Vodafone and CK Hutchison, the company that owns the Three UK mobile network, sealed a merger of their businesses in Great Britain after having been in talks since the end of 2022.
Both companies confirmed this Wednesday, June 14, in a joint communiqué.
Since the merger is approved by the government authorities in charge of market regulation, Vodafone will keep 51 percent of the combined business, while CK Hutchison will retain a smaller stake.
Current Vodafone UK CEO Ahmed Essam will lead the new company, while Three UK CFO Darren Purkis will serve as CFO of the merged firm.
The new company expects to invest some $14 billion in the UK over the next decade with the aim of “creating one of the most advanced standalone 5G networks in Europe,” the brands said.
The idea is that the merger will finish taking place no earlier than mid-2024.
With the merger, Vodafone and Three will consolidate their positions in the UK mobile telecommunications sector that are dominated by larger rivals. On one side is EE, owned by BT; and, on the other, O2, which belongs to Telefónica and Liberty Global.
You have to remember that BT bought EE in 2016; while Telefónica and Liberty Global merged and launched Virgin Media O2 in 2021.
Although there would be no obstacles to the completion of the agreement, the truth is that the UK Competition and Markets Authority (CMA) has been hindering some mergers.
Suffice it to mention that in May, the CMA blocked the purchase of the video game developer Activision Blizzard (Call of Duty) by Microsoft for 68.9 billion dollars.
Beyond the merger with CK Hutchison, there are big changes at Vodafone
Vodafone’s merger with Three takes place within the framework of an important change process in the company.
In May, Vodafone announced massive layoffs involving 11,000 employees as part of a radical restructuring strategy for the British phone operator.
It was confirmed by the new CEO, Margherita Della Valle.

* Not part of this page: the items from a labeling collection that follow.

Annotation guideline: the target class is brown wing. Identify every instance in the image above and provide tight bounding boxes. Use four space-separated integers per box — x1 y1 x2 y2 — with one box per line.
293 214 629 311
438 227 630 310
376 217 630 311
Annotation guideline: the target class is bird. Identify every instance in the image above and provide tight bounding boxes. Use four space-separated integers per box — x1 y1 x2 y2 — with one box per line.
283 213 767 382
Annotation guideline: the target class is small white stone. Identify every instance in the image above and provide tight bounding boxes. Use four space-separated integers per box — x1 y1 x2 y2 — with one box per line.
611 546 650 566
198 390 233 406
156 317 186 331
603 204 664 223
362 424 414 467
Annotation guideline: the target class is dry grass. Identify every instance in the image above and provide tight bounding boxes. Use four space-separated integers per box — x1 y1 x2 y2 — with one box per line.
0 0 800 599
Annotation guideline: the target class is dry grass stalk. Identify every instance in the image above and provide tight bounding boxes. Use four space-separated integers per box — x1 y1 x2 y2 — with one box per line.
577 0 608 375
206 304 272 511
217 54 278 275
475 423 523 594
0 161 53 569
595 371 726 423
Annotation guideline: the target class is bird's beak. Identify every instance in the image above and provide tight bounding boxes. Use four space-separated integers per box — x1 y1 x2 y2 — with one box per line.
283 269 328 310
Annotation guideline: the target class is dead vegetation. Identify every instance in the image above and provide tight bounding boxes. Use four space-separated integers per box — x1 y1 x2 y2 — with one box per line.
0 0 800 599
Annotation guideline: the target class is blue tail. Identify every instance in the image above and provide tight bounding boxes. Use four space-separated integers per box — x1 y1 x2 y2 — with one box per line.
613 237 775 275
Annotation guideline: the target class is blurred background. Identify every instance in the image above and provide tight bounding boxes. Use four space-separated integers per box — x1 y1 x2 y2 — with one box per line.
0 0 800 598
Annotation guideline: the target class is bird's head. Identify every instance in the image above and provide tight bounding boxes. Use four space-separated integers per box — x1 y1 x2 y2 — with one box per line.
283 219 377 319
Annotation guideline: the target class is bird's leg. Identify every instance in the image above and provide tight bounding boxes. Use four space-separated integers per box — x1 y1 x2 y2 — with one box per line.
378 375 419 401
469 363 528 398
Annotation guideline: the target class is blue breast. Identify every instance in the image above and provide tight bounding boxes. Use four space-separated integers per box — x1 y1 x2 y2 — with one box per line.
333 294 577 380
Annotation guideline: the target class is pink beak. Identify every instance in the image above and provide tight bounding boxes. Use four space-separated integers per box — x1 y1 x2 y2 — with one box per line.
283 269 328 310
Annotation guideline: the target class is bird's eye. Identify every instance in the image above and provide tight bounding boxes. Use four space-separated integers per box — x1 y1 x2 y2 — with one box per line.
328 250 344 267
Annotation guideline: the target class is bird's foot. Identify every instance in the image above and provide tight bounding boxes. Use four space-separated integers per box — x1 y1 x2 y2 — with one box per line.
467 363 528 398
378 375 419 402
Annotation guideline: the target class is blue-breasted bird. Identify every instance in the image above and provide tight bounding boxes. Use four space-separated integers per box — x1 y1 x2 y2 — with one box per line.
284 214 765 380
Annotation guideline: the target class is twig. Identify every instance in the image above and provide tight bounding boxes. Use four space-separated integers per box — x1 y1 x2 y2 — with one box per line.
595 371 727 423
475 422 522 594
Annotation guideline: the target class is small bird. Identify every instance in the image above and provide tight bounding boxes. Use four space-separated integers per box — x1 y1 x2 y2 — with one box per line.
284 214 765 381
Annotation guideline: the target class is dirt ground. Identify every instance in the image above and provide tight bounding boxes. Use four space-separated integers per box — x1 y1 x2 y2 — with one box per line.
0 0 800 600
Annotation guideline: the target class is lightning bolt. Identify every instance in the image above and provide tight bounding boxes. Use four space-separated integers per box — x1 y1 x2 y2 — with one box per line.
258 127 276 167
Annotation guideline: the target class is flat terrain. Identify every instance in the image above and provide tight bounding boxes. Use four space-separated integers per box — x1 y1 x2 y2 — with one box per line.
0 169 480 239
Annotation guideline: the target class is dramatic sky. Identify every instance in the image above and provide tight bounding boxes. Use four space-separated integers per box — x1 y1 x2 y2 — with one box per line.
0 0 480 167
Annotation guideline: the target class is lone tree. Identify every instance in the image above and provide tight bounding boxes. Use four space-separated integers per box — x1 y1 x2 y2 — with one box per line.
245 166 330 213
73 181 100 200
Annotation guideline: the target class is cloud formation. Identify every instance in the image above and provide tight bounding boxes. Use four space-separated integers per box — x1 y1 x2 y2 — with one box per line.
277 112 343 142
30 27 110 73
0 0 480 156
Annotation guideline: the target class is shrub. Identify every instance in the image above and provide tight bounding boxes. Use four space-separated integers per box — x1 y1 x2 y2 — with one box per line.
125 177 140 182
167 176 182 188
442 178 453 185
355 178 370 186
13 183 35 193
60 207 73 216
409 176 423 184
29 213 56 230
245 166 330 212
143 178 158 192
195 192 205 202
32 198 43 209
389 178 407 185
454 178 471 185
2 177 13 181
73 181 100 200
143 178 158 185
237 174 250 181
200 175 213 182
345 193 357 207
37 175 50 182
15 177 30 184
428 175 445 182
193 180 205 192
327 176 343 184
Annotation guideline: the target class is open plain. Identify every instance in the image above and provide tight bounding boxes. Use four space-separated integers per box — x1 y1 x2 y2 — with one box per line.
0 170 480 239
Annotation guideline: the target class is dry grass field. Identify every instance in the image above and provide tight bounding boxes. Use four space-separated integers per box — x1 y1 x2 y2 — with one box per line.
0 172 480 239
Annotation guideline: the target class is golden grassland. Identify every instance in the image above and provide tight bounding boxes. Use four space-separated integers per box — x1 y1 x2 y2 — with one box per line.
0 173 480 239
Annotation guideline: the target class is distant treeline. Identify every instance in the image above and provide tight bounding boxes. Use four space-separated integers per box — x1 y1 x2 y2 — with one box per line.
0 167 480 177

In that scenario, Vodafone shares tumbled more than 4 percent.
Beyond the separations, what worried investors the most is the forecast drop in revenues and in Vodafone’s so-called “free cash flow” for the remainder of 2023.
The layoffs announced by Vodafone involve 11,000 jobs in the next three years, starting from now, on a total staff of more than 100 thousand workers.
This is the largest redundancy plan in the history of the British company.
Della Valle said that “the priority is customers, simplicity and growth” and that they will remove “all complexities” from the organization with the idea of ”regaining competitiveness.”